I'm also only comparing on price. Euclydian distance (which has it's own problems stated above) is the only metric. A one bedroom condo might be compared to a 4 bedroom single family dettached home by this method, if it happens to be closest. This is clearly not ideal and will introduce a significant amount of variance into my results.

So where is the elbow? Well, it's arguable at k=3. One might say this is not actually an "elbow method" problem because this method is typically used for monotonically decreasing trade-offs. In this way the more common use in k-means clustering would have been a better example. For a discussion of the more ideal use cases, please listen to this episode.

Lastly, consider these show notes an demonstration of technology and technique over actual result. There are many things to be skeptical of in this analysis, but I learned a few things a long the way that will go into our upcoming home purchase decisions.

## Clustering Example

Let's dust off the old iris dataset and see how The Elbow Method performs in it's more typical use case of identifying the k for k-means clustering.

``````

In :

from sklearn.cluster import KMeans
from sklearn import datasets

``````
``````

In :

X = iris.data
rsqs = []
ks = range(2,20)
for k in ks:
km = KMeans(n_clusters=k)
fit = km.fit(X)
# Calculate the R-squared for the cluster, which is explained (within variance) over total variance

labels = fit.predict(X)
y = pd.DataFrame(labels, columns=['cluster'])
x = pd.DataFrame(X, columns=['x0','x1','x2','x3'])
df = pd.concat([x, y], axis=1)
centroids = df.groupby(['cluster']).mean()
centroids.columns = ['c0', 'c1', 'c2', 'c3']
mcentroid = df[['x0', 'x1', 'x2', 'x3']].mean()
df.set_index('cluster', inplace=True)
df = df.join(centroids, how='outer')

# sum of squared error within each cluster
df['sse'] = (df['x0']-df['c0']).apply(lambda x: math.pow(x, 2)) \
+ (df['x1']-df['c1']).apply(lambda x: math.pow(x, 2)) \
+ (df['x2']-df['c2']).apply(lambda x: math.pow(x, 2)) \
+ (df['x3']-df['c3']).apply(lambda x: math.pow(x, 2))

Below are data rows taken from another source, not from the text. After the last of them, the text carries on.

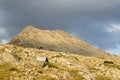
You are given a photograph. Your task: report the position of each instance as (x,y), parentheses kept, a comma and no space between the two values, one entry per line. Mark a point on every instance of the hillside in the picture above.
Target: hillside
(18,63)
(58,41)
(36,54)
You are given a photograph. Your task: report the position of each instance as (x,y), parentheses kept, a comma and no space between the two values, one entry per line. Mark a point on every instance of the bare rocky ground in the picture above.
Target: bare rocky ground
(36,54)
(18,63)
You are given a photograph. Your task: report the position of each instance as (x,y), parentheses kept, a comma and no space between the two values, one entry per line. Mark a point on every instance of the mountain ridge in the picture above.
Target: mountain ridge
(56,40)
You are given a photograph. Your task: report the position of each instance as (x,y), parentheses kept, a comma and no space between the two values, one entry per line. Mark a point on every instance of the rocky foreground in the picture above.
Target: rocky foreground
(18,63)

# sum of squared error total
df['m0'] = mcentroid['x0']
df['m1'] = mcentroid['x1']
df['m2'] = mcentroid['x2']
df['m3'] = mcentroid['x3']
df['tse'] = (df['x0']-df['m0']).apply(lambda x: math.pow(x, 2)) \
+ (df['x1']-df['m1']).apply(lambda x: math.pow(x, 2)) \
+ (df['x2']-df['m2']).apply(lambda x: math.pow(x, 2)) \
+ (df['x3']-df['m3']).apply(lambda x: math.pow(x, 2))

rsq = 1 - df['sse'].sum() / df['tse'].sum()
rsqs.append(rsq)

``````
``````

In :

plt.plot(ks, rsqs)
plt.xlabel('Number of clusters')
plt.ylabel('R-Squared')
plt.xlim(1,20)
plt.show()

``````
``````

``````

The above example of an elbow plot for clustesr found using k-means is what one would typically use to inform the elbow method, and thus select your k parameter. To my eye, there is no obvious elbow in this example, highlighting one of my complaints expressed in the episode.